# Confusing proof: closed sets

1. Oct 24, 2009

### workerant

Suppose f:[a,b]--> R and g:[a,b]-->R. Let T={x:f(x)=g(x)}
Prove that T is closed.

I know that a closed set is one which contains all of its accumulation points. I know that f and g must be uniformly continuous since they have compact domains, that is, closed and bounded domains. Now T is the set for which f(x)=g(x), so it seems pretty obvious that this set is going to be closed, but I don't really know how to actually prove this.

2. Oct 24, 2009

### Dick

Have you tried proving that the set of x where f(x) is NOT equal to g(x) is open? If you can show that set is open then its complement is closed.

3. Oct 24, 2009

### Office_Shredder

Staff Emeritus
Hint: Look at the function h(x)=f(x)-g(x). What is T?

4. Oct 24, 2009

### workerant

Thanks
Hmm...okay...so an open set is one where if x belongs to the set T, then there is a neighborhood Q of x that is contained in the set T.
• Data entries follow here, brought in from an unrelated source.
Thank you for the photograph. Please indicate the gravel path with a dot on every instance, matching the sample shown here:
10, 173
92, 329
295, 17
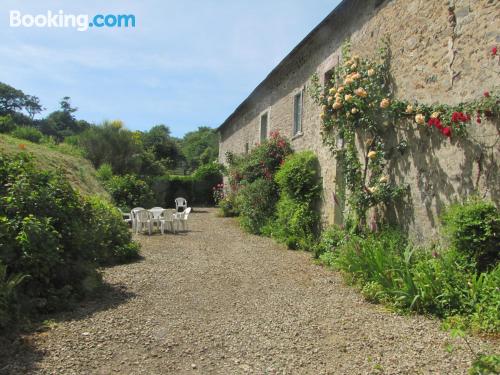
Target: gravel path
219, 301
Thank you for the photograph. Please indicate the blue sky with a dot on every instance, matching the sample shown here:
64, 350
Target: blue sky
187, 63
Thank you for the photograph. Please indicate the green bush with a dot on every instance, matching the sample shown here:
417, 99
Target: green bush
330, 239
50, 233
111, 239
445, 283
104, 172
204, 179
128, 191
486, 365
195, 188
298, 177
27, 133
473, 228
262, 162
7, 124
294, 224
227, 205
256, 203
296, 220
9, 307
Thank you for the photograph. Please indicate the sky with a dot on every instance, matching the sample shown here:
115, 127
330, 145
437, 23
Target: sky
185, 64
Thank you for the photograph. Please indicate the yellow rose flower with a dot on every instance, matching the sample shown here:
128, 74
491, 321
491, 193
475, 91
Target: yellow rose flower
361, 92
385, 103
420, 119
337, 105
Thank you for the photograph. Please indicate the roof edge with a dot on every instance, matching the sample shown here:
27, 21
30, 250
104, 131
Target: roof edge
284, 61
So if T={x: f(x)=/=g(x)}, then we can find a neighborhood of x of T , namely (x-eps,x+eps) that is contained in T. Well....obviously if the function values are not equal, then such a neighborhood exists since our domain is R, but I'm not sure if this proves it formally...
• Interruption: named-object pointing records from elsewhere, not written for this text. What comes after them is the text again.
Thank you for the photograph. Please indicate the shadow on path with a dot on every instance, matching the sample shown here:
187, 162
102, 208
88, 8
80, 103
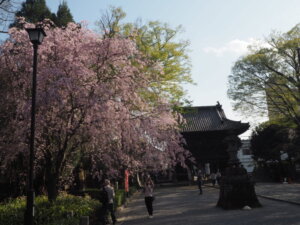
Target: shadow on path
184, 206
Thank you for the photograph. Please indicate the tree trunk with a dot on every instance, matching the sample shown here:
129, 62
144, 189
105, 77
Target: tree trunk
51, 184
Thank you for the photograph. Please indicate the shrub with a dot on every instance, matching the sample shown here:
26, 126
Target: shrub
66, 210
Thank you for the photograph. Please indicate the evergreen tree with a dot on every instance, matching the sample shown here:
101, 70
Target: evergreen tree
34, 11
63, 15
EDIT: Office Shredder, I assume you are going for a different method than Dick? T in that case would be the set for which h(x)=0.

5. Oct 24, 2009

### Office_Shredder

Staff Emeritus
So the complement of T is the set of x so that h(x) =/= 0. It should be easier to think about how to prove that is open (since h(x) is continuous)

6. Oct 24, 2009

### Dick

That's not much of a proof, formal or not. Put delta=|f(x0)-g(x0)|/2. Use the definition of continuity. Office Shredder does have a more direct way of doing it. If you know the theorem he is referring to.

7. Oct 24, 2009

### workerant

Well, then for the complement, there is a neighborhood (x-eps,x+eps) that is contained in T since there are infinitely many points on our domain such that h(x)=/=0 because of the fact that h is continuous.

8. Oct 24, 2009

### Dick

That's an even worse proof than the last one. The last one was not a proof, this one is actually false.

9. Oct 24, 2009

### workerant

I wrote that before I saw the other post you made to set delta equal and use definition.